Another shrug... but it faltered halfway through the motion. Dragomir propped his chin on his fist. "I... well, there was one other thing. I told you what he said didn't make much sense, right?"


"Well, it wasn't the 'baby' bit that confused me. Not as much, anyway. It was... what he said before I blacked out." Dragomir tilted his head to look at the ceiling. "I'm pretty sure he said 'I really like your hat. Mind if I take - '"

Dragomir's last word was drowned out by a sudden eruption of noise as the entrance to the cellar collapsed. Stones and sand tumbled down in a torrent, wrenched out of place by an enormous leg. Both men screamed, each realizing in those final moments that, somehow, in all the storytelling, not to mention their subconscious impatience to leave this hellish place, they'd forgotten about the Nothing.


Far above, looking down from the remains of a fallen tower, three other men watched the Nothing hurtle its massive body into the ground. Its leg, twisted and worn from lugging the entirety of the machine's bulk around for a week, flailed briefly into the air before smashing into the skeleton of a building.

"It's found them," said the first. "I suppose we've waited long enough. Go fetch him."

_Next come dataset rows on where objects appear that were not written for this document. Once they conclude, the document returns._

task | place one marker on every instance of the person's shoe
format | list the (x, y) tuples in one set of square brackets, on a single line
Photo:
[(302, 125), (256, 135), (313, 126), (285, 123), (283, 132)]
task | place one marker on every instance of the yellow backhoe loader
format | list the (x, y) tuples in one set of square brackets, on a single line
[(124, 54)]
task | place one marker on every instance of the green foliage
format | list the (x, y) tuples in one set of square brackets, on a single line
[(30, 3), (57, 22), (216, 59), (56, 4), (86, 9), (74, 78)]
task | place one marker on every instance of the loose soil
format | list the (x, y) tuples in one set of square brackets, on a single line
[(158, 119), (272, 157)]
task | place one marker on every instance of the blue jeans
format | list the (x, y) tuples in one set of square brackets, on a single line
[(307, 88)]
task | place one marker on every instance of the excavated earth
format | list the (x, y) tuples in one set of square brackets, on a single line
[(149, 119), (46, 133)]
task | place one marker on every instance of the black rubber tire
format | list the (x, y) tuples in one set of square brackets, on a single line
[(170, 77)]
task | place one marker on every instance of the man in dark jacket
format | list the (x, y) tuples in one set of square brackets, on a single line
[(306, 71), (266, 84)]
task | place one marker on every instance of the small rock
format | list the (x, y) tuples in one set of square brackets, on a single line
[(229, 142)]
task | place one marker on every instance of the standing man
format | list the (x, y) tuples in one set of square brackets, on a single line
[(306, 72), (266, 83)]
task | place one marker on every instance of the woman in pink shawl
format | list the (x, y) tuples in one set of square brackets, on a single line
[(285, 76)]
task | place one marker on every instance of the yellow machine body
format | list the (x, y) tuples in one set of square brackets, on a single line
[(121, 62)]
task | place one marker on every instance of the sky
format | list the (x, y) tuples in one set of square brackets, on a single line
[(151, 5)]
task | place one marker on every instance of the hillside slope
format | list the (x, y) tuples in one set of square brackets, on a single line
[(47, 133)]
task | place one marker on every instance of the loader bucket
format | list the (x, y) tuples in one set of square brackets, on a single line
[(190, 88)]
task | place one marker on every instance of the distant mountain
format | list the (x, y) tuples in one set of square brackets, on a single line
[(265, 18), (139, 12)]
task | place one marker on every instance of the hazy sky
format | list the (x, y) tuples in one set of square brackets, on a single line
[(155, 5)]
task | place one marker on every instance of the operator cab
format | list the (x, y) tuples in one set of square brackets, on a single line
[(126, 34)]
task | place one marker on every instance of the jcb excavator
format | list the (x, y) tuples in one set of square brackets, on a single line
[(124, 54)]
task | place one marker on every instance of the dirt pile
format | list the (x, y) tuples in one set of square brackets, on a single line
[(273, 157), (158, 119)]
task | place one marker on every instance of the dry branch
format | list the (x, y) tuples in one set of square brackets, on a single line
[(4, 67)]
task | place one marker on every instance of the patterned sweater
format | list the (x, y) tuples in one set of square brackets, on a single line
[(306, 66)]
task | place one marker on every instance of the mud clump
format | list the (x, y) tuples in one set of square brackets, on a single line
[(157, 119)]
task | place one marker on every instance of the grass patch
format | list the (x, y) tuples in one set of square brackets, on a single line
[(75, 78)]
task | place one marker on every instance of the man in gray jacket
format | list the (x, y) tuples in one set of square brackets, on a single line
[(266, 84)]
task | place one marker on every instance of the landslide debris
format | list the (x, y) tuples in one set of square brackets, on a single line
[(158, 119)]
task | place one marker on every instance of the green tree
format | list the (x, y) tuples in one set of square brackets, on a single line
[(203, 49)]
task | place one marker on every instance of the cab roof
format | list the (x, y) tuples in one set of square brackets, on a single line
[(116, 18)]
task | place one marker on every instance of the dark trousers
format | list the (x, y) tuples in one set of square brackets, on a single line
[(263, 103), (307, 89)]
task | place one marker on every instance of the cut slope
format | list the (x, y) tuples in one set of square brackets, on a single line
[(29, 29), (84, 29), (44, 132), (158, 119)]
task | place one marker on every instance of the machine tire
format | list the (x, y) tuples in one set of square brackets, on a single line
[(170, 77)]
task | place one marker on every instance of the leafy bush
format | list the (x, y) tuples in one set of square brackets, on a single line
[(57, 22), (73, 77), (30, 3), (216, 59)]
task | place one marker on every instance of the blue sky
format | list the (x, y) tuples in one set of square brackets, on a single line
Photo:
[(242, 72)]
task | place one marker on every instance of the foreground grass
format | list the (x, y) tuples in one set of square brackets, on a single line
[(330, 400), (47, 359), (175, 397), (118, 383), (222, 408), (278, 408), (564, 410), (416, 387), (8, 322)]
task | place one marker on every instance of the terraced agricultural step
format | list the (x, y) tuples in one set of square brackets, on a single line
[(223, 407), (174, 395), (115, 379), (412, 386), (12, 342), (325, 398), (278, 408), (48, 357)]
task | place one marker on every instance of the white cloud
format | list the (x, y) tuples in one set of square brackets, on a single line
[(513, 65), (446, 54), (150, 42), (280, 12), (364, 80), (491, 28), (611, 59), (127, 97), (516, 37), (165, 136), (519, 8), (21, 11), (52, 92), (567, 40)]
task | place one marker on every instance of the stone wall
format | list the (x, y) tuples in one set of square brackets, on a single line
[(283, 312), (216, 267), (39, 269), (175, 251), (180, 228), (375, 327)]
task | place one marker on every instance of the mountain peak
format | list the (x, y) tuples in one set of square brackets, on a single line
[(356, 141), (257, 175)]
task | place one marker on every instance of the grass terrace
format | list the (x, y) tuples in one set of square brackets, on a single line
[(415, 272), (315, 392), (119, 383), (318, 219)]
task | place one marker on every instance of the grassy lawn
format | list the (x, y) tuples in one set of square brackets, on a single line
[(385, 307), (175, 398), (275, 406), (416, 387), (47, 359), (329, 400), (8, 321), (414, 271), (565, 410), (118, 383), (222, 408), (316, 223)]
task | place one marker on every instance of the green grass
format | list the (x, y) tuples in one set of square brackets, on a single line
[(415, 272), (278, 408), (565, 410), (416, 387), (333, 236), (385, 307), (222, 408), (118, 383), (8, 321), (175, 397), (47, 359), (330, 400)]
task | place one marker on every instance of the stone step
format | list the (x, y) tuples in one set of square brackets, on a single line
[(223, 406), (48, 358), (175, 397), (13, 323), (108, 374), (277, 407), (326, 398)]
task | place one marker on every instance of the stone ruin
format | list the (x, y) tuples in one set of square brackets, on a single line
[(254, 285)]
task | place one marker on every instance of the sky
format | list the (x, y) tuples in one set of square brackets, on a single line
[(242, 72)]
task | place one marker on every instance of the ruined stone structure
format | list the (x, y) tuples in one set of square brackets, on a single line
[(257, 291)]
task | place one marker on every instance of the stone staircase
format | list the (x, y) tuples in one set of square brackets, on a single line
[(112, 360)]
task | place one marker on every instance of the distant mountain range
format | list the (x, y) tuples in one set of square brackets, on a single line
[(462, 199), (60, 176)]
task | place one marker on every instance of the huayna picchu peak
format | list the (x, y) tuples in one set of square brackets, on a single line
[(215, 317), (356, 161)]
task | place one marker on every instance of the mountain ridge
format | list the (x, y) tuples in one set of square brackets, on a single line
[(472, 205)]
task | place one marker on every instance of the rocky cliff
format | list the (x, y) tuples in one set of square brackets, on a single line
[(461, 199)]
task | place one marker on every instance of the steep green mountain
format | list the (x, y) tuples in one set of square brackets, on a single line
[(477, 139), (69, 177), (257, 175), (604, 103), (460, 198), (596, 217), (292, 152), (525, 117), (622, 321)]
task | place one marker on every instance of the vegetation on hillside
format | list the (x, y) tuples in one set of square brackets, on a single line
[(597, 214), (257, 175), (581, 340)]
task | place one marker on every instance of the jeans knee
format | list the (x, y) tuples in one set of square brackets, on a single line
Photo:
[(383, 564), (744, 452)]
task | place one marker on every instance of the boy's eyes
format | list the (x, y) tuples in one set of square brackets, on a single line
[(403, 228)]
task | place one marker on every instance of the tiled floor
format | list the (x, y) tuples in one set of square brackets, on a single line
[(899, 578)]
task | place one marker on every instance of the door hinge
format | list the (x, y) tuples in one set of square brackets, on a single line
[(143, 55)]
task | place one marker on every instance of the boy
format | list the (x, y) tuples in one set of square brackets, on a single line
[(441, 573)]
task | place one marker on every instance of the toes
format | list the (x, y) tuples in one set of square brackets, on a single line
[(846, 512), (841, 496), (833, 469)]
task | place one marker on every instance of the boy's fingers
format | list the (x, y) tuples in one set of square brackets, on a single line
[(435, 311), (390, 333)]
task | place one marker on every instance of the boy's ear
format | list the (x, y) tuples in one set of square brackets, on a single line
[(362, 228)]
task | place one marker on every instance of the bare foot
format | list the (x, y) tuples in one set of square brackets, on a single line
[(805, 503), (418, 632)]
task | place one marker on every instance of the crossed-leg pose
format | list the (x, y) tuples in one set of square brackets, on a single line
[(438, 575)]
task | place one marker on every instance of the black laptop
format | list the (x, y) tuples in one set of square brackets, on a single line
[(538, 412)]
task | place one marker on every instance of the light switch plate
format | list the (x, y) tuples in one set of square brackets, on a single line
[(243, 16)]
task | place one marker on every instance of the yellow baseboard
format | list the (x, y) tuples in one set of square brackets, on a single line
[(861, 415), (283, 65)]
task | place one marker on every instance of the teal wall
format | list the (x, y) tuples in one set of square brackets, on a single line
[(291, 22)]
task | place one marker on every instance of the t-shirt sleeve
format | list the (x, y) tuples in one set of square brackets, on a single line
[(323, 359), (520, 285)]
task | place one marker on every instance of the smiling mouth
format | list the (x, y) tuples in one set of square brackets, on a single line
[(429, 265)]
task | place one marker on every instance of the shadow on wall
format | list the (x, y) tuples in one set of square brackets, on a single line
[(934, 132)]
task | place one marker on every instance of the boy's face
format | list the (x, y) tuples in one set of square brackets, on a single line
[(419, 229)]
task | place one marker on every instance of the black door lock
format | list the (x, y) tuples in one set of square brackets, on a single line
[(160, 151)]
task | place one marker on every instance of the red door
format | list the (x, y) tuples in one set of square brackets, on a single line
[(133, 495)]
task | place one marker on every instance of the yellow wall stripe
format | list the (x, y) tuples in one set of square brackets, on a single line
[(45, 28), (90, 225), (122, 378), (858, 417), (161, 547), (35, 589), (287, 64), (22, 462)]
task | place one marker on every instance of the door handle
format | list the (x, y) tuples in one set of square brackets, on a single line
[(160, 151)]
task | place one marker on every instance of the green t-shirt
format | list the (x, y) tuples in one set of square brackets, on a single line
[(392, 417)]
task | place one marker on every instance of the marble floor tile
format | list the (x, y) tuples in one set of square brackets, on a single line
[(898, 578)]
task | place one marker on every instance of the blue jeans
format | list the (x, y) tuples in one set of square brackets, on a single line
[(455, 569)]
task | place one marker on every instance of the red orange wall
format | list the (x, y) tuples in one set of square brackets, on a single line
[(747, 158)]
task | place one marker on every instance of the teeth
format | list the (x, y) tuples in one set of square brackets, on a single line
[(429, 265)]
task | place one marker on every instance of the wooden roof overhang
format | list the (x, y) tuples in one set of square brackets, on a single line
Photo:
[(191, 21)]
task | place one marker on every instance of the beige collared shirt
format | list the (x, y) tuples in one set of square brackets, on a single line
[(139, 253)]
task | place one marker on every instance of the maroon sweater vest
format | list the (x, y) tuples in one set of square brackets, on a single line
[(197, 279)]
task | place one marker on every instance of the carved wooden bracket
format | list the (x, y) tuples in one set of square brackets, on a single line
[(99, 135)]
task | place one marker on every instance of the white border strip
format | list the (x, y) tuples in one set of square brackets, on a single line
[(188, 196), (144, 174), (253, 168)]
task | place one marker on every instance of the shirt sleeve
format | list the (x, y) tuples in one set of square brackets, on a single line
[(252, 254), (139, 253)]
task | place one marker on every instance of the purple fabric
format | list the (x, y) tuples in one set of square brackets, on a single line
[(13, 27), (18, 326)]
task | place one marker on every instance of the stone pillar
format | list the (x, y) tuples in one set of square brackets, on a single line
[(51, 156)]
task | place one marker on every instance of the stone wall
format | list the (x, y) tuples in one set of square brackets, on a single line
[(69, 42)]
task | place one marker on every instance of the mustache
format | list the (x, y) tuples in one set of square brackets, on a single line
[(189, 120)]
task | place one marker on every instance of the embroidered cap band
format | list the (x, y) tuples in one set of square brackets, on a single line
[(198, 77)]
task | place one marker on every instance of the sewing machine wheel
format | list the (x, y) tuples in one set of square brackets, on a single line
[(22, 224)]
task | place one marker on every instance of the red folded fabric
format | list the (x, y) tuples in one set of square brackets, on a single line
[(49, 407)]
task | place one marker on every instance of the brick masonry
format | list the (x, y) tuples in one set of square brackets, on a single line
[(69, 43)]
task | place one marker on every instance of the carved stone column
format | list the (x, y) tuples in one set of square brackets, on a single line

"What about my dad?" said another, his grimey face tight with anger. "Don't forget - "

"Yes, yes, your father too." The first man rolled his eyes. "Take him and get out of here. You'll find this city simple to navigate from now on. Hurry."

The second man glared, lip curling back in a snarl. "If you hurt him, you answer to me. Got it?"

"I understand."

Without another word, the second man vaulted off of the rubble. He landed far below with supernatural grace, pulled a sword from a scabbard, and dashed towards the Nothing's hindsection. Soon he was lost in an immense cloud of dust.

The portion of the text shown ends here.